Hunting Experiences
08 February 2018
Poronui guides have noticed fallow are an estate species many clients want to harvest because of the uniqueness of each buck.
Last year Mark McGlashan and I had the drop on two outstanding Poronui Estate fallow bucks. One black, one common, both gold medal trophies, both bedded in a very stalkable position. What could go wrong? The answer when it happened came down to the cunning of two species. A pair of native paradise ducks spotted us and started hysterically squawking and two cunning bucks reacted instinctively to the alarm calls by sprinting into thick cover. Game over. This incident depicts why a quality fallow buck is no easy beat.

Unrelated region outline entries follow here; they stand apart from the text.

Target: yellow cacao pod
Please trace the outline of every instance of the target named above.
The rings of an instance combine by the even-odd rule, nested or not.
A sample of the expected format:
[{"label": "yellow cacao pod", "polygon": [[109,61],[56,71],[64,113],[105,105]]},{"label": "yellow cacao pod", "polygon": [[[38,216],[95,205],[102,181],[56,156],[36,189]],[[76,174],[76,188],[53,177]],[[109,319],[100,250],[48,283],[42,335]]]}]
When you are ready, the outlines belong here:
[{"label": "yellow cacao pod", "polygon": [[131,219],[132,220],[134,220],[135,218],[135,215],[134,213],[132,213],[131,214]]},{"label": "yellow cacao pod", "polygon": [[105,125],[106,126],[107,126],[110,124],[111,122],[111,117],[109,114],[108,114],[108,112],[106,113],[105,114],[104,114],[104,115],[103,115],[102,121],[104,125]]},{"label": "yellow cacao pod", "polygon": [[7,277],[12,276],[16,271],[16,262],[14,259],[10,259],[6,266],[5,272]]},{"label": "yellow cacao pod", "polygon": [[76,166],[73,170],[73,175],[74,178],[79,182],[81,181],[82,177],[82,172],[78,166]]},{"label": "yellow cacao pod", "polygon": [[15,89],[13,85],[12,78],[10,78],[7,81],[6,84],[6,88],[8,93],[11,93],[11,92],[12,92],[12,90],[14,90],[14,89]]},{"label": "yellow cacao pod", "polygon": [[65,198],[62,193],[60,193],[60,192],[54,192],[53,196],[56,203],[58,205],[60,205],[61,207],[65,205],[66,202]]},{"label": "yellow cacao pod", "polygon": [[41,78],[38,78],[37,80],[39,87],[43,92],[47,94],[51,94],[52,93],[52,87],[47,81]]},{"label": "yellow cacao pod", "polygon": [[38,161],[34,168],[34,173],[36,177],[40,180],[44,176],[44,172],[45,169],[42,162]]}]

Poronui guides have noticed fallow are an estate species many clients want to harvest because of the uniqueness of each buck. It would be fair to say no set of fallow palmated antlers are the same. Each set has an individual flair, and this combined with a range of animal colour characteristics make a buck a highly desirable hunting goal. On Poronui the common colour phase is dominant, though other colours are also seen.
In the last few yearly visits to Poronui I have seen more and more fallow and observed how game management, thoughtful genetic planning and new blood introductions have produced a high quality sustaining pool of bucks each hunting season. Fallow bucks are my favourite trophy deer and I love their aggressiveness during the rut, their antics when controlling their rutting pads and the shape of their antlers. I have shot more fallow bucks than any other type of male deer because I hunt them the most. Outside hunting season fallow venison is also recognised as perhaps the tastiest of deer table meat.
Their Achilles heel of a top fallow buck is their territorial nature and year after year bucks will return to where the family groups of female fallow hang out, and to their old pad. When numbers get high, major rutting pads occur and the fighting gets very serious. A rutting buck is an impressive animal: swollen mane and bulky body with cranky temper to boot. Fallow rut from mid-April to mid-May, and activity is most frenetic when days are mild and evenings cool. The rut may be long or very short depending on the weather.
At Poronui, the hunting guides know where these historic pads are located. Most buck scrapes are within the gums and native bush, or on the scrub edges where bush and grass clearings meet each other. Unlike some deer species, fallow attract to their scapes through croaking, scent marking and shallow pads and attempt to hold female visitors once they arrive. Parking up and glassing known fallow areas or waiting close to an active scrape are good hunting techniques. An emphasis should be placed on camouflage, silent clothing and footwear that minimises noise. During the fallow rut, sika stags will also be rutting while red stag activity will be tailing off. It is a noisy time of year.